Names that Were Indexed—The index is of all persons according to set standards, rather than every name. The following persons have been included in the index: (1) person mentioned as wife, husband, father, mother, son, daughter, or other relative, of some person mentioned; (2) person mentioned as being born or married, or those mentioned dying; (3) person mentioned as having performed military or public service, or mentioned in connection with other facts of biographical importance; (4) person mentioned in a deed or legal document; (5) person mentioned as one of the founders of a settlement, a passenger on an immigrant ship (before 1850), a member of a church (before 1850), etc.

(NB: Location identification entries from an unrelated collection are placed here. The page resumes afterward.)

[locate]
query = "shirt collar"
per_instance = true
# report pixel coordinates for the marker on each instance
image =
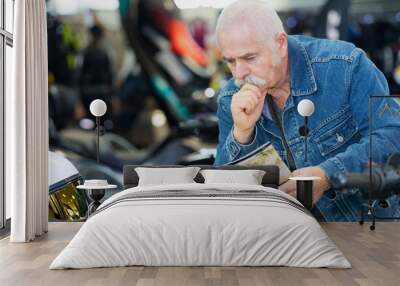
(302, 80)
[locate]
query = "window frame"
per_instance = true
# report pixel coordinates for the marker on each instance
(6, 39)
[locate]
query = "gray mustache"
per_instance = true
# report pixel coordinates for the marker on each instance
(251, 79)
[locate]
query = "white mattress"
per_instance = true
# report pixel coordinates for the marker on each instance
(202, 231)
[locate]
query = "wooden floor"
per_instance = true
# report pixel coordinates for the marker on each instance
(375, 256)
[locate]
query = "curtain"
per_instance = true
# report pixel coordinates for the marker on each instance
(27, 124)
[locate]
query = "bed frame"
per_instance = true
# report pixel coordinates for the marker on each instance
(270, 179)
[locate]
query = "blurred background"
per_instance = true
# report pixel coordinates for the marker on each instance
(156, 65)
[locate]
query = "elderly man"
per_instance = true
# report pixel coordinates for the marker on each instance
(272, 72)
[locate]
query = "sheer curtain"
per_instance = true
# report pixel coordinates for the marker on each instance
(27, 124)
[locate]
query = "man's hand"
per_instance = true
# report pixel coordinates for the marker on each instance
(247, 105)
(319, 186)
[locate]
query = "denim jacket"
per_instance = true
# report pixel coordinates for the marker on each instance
(338, 78)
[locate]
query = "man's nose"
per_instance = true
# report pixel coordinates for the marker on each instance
(241, 70)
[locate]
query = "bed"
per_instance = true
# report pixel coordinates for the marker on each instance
(201, 224)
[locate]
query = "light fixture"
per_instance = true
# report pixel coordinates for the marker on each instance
(98, 108)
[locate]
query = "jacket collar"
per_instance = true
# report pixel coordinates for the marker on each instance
(302, 78)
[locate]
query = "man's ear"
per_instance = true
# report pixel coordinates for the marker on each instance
(282, 44)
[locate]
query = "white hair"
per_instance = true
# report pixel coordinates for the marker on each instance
(257, 14)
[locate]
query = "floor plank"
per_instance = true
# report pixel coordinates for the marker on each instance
(375, 257)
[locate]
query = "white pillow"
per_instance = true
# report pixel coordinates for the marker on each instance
(248, 177)
(163, 176)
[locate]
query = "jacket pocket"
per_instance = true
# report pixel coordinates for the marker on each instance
(338, 132)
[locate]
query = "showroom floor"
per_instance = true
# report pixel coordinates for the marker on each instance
(375, 257)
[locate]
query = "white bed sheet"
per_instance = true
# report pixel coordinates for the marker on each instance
(200, 232)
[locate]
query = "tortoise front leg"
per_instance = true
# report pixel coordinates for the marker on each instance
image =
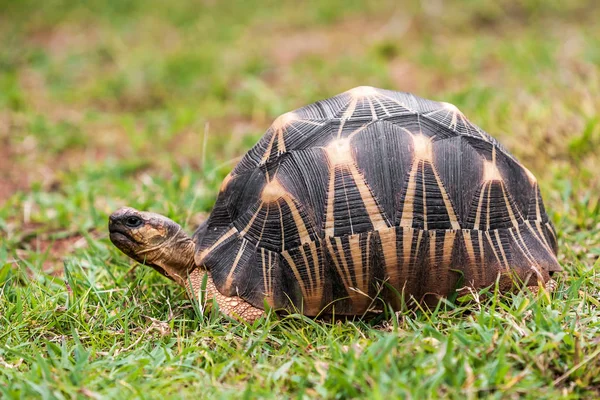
(232, 306)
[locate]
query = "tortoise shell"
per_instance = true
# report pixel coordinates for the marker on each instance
(374, 193)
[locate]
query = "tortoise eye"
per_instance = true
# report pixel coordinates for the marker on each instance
(133, 222)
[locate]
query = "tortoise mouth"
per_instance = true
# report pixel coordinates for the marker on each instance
(119, 235)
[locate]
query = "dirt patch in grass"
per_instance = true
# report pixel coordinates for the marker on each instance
(52, 247)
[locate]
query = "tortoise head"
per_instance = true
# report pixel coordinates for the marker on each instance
(154, 240)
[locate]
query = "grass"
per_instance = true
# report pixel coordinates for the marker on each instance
(104, 104)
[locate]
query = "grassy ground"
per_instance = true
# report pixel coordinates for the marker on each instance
(111, 103)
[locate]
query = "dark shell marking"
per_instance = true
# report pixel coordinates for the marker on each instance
(374, 192)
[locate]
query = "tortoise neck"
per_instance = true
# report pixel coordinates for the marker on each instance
(176, 260)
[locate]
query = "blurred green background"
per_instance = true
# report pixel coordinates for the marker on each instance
(151, 103)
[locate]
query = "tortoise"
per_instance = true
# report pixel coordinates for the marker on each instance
(371, 195)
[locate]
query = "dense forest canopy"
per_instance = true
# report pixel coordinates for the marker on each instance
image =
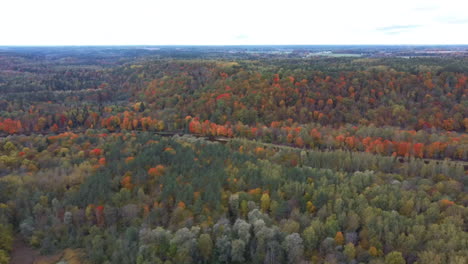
(234, 154)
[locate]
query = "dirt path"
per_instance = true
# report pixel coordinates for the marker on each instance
(22, 253)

Name the Were Omitted—Omissions include: (1) persons (such as ship captains, ministers, army officers, etc.) mentioned only casually and not related to the family line being followed; (2) all casually mentioned names of well-known persons (e.g., George Washington or Benjamin Franklin); (3) witnesses, and similar incidental names, that appear in legal documents; (4) authors of works cited, or persons cited as authorities for statements.

Also the following information may be useful when structuring your Ancestry.com search:

Entry Construction—Each entry consists of the following: (1) Person’s surname, spelled as it appears in the indexed text (Note that names are, in general, written and filed as one word, e.g., “Van Derbilt” and “Van Der Bilt” would be written as “Vanderbilt”; also, surnames with apostrophes have been indexed and alphabetized without the apostrophe, though it does appear in the actual name, e.g., “O’Connor” would be filed as “Oconnor.”); (2) The person’s first name (or initial) and middle names (or initials), if any (Note that if there is no given name, we have substituted a long dash in that area, and where an abbreviated name is given in the text, we have substituted the full name indicated if it is clear (e.g., for “Dan” we write “Daniel”); (3) The person’s birth year, as it appears in the indexed text; (4) The person’s state (or states) of residence (including the states of birth and death, if they are known); (5) Biographical data, abbreviated; (6) The page citation of the text being indexed; consisting of the abbreviated title and page number.

Or you can submit search and photocopy requests to the Godfrey Memorial Library (copies are fairly inexpensive) by using this form: http://www.godfrey.org/agbiform.pdf

So give it a try and share your successes with us!!